Negative Campaign Ads Move Into Overdrive
I was worried that when the Dems got around to making this a campaign issue, they would portray Ken Buck as "soft on crime" or too cozy with defense lawyers, neither of which is remotely true. Happily, the ad primarily focuses on the ethical implications of Buck's actions. I wrote up the whole story here. [More..]
Previously, Buck was an AUSA who left after a reprimand by the U.S. Attorney for criticizing a federal gun prosecution and sharing information with a defense lawyer. The information torpedoed the case (which, by the way, deserved to be torpedoed.) But, before people go around saying Buck is friendly to defense lawyers, think again: The defense attorney he shared the info with was a friend who was a former AUSA in the office from 1987 to 1994. The gun case was referred to the U.S. attorney's office in 1998, when Buck was chief of general crimes. A Republican state legislator asked Buck for recommendations for defense lawyers, and Buck suggested the former AUSA for representation.

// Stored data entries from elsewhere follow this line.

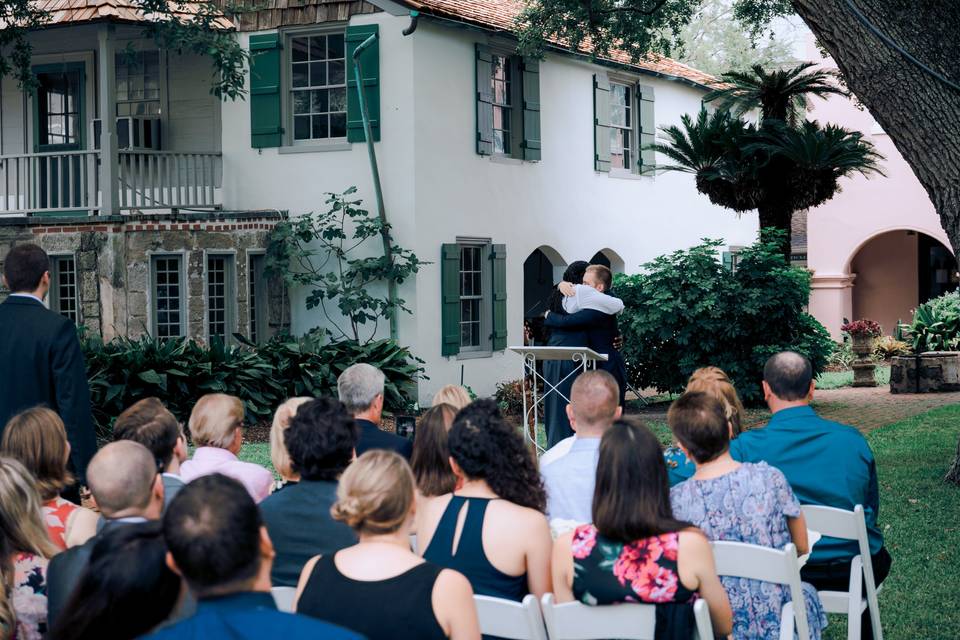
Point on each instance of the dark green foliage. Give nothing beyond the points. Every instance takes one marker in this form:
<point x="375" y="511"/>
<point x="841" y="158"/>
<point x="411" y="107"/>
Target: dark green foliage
<point x="179" y="371"/>
<point x="687" y="311"/>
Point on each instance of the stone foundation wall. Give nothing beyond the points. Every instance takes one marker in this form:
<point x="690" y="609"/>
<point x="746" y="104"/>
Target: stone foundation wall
<point x="113" y="254"/>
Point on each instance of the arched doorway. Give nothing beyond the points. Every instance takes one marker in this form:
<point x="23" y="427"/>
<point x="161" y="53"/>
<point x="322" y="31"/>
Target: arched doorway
<point x="897" y="270"/>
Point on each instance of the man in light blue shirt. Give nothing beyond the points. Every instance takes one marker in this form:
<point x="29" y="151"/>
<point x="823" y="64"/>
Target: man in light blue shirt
<point x="569" y="468"/>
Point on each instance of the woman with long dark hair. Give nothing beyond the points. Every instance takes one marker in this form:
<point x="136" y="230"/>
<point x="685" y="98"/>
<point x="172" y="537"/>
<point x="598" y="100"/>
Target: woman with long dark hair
<point x="635" y="550"/>
<point x="126" y="590"/>
<point x="503" y="539"/>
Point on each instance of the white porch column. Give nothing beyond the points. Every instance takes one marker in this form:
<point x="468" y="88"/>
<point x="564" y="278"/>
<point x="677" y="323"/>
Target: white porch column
<point x="107" y="73"/>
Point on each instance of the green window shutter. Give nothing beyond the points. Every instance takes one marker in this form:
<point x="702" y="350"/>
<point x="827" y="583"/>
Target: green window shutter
<point x="648" y="128"/>
<point x="484" y="100"/>
<point x="370" y="68"/>
<point x="450" y="299"/>
<point x="498" y="256"/>
<point x="530" y="69"/>
<point x="266" y="118"/>
<point x="601" y="122"/>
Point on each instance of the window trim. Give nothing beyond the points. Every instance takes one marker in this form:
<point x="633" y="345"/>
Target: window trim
<point x="231" y="304"/>
<point x="152" y="256"/>
<point x="286" y="79"/>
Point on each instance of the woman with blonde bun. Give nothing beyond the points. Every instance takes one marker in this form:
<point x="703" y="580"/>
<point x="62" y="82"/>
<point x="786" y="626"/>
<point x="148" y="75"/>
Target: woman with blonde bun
<point x="379" y="587"/>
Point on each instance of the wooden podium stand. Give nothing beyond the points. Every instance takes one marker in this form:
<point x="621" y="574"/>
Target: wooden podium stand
<point x="533" y="409"/>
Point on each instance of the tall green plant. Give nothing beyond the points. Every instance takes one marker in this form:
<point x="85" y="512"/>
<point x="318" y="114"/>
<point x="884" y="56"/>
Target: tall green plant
<point x="324" y="253"/>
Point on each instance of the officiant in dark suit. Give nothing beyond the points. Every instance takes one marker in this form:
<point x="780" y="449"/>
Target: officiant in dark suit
<point x="40" y="358"/>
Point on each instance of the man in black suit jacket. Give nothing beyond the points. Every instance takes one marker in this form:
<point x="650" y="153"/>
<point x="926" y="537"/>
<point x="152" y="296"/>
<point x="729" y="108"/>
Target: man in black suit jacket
<point x="128" y="490"/>
<point x="40" y="358"/>
<point x="361" y="390"/>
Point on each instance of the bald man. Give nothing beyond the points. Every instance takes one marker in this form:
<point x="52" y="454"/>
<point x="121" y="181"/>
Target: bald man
<point x="569" y="468"/>
<point x="127" y="487"/>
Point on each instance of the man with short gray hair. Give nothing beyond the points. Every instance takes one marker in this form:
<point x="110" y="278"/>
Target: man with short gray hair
<point x="360" y="388"/>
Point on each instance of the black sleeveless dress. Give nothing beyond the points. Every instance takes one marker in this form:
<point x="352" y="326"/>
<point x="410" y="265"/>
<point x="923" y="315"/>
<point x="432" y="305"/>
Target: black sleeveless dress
<point x="398" y="607"/>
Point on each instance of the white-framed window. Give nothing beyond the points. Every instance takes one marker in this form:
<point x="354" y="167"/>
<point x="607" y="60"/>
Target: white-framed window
<point x="318" y="87"/>
<point x="622" y="127"/>
<point x="168" y="296"/>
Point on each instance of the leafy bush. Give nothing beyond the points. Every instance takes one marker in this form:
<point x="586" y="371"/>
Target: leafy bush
<point x="179" y="371"/>
<point x="936" y="325"/>
<point x="687" y="311"/>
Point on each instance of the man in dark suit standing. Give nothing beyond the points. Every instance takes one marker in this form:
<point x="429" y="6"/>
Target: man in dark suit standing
<point x="40" y="358"/>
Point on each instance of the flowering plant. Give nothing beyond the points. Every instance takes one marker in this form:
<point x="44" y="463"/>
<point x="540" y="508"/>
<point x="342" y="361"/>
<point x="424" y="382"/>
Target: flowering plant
<point x="866" y="328"/>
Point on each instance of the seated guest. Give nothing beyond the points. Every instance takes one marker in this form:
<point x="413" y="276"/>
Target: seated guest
<point x="431" y="455"/>
<point x="825" y="462"/>
<point x="220" y="547"/>
<point x="496" y="517"/>
<point x="128" y="490"/>
<point x="452" y="394"/>
<point x="26" y="552"/>
<point x="127" y="589"/>
<point x="715" y="382"/>
<point x="37" y="438"/>
<point x="216" y="426"/>
<point x="746" y="502"/>
<point x="361" y="391"/>
<point x="320" y="441"/>
<point x="278" y="449"/>
<point x="377" y="499"/>
<point x="152" y="425"/>
<point x="636" y="550"/>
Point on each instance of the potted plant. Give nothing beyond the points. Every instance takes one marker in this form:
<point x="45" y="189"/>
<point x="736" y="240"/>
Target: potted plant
<point x="862" y="335"/>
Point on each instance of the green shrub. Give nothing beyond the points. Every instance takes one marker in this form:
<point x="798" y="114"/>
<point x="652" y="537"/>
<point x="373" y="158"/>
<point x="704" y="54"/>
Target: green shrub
<point x="179" y="371"/>
<point x="687" y="311"/>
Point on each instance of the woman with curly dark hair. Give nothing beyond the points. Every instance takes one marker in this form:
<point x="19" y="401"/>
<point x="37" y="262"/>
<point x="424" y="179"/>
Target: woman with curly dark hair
<point x="496" y="517"/>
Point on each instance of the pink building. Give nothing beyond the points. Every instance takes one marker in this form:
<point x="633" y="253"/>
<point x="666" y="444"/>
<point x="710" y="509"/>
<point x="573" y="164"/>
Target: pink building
<point x="877" y="249"/>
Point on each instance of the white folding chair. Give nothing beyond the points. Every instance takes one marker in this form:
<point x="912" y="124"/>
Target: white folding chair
<point x="284" y="597"/>
<point x="849" y="525"/>
<point x="576" y="621"/>
<point x="509" y="619"/>
<point x="740" y="560"/>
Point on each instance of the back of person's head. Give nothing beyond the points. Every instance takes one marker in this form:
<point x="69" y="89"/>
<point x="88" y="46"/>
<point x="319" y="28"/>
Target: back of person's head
<point x="122" y="477"/>
<point x="21" y="515"/>
<point x="37" y="438"/>
<point x="699" y="423"/>
<point x="453" y="395"/>
<point x="126" y="590"/>
<point x="431" y="453"/>
<point x="594" y="401"/>
<point x="359" y="385"/>
<point x="151" y="424"/>
<point x="279" y="455"/>
<point x="788" y="374"/>
<point x="24" y="267"/>
<point x="715" y="381"/>
<point x="486" y="448"/>
<point x="376" y="493"/>
<point x="631" y="499"/>
<point x="215" y="419"/>
<point x="321" y="439"/>
<point x="213" y="532"/>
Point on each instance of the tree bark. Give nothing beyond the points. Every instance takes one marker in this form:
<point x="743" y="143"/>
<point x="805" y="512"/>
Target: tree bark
<point x="919" y="112"/>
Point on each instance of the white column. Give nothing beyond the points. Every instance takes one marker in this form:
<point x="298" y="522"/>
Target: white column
<point x="106" y="71"/>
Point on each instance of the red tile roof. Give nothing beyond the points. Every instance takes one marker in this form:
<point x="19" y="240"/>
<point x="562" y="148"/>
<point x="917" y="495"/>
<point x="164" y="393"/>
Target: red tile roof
<point x="501" y="15"/>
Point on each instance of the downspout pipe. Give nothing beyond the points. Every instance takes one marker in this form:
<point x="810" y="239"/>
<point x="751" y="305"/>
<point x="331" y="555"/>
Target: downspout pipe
<point x="378" y="190"/>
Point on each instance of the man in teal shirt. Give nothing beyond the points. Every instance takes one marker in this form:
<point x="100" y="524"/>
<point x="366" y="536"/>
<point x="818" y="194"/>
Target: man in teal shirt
<point x="826" y="463"/>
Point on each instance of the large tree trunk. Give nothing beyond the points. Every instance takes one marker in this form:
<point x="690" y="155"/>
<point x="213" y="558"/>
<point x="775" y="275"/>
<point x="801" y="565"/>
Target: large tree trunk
<point x="920" y="112"/>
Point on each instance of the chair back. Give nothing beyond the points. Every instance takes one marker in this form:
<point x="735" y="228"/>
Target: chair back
<point x="741" y="560"/>
<point x="509" y="619"/>
<point x="577" y="621"/>
<point x="284" y="597"/>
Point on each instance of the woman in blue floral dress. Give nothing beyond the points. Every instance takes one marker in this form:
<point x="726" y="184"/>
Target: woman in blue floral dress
<point x="750" y="503"/>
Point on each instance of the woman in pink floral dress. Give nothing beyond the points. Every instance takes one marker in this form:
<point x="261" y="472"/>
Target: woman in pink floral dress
<point x="635" y="550"/>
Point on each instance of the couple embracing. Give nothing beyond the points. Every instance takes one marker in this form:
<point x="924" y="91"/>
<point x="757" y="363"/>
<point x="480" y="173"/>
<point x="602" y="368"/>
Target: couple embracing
<point x="581" y="314"/>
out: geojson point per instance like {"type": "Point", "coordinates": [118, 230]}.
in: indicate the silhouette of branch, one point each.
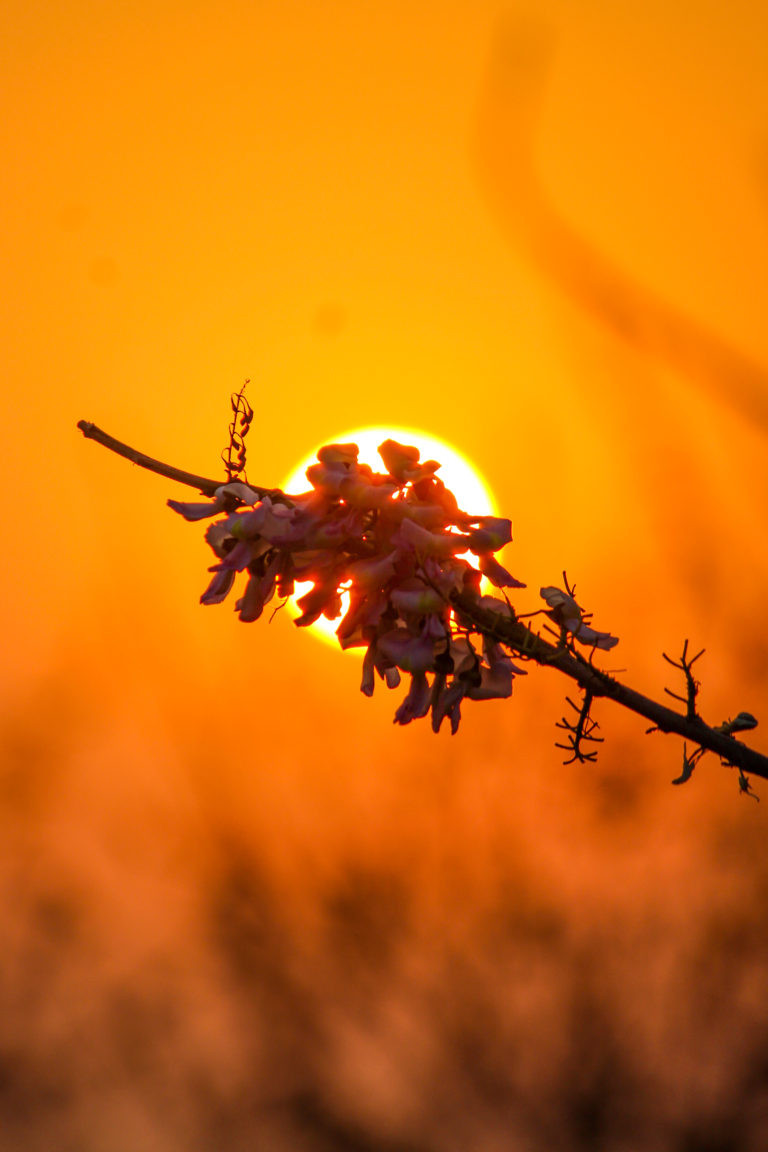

In other words, Buck shared the info because the lawyer was a friend and former crony. Anyone who thinks he has defense-oriented leanings is way off base.
Ken Buck is a bad choice on abortion/choice, social security, immigration and crime.
The ad, by the way, was not put out by Michael Bennet or his campaign, but the Public Campaign Action Fund which says on its You Tube channel:
Public Campaign Action Fund is a nonprofit, nonpartisan organization dedicated to improving America's campaign finance laws. We help enact, defend, and promote Clean Elections-style public financing in states around the country like Arizona and Maine, and advocate for similar legislation for all federal elections.
The Denver Post says we can expect the ad to run often.
Campaign Money Watch doled out $750,000 to run the ad all over the Denver television market — this is one of the biggest buys for a single television ad in the general election campaign so far.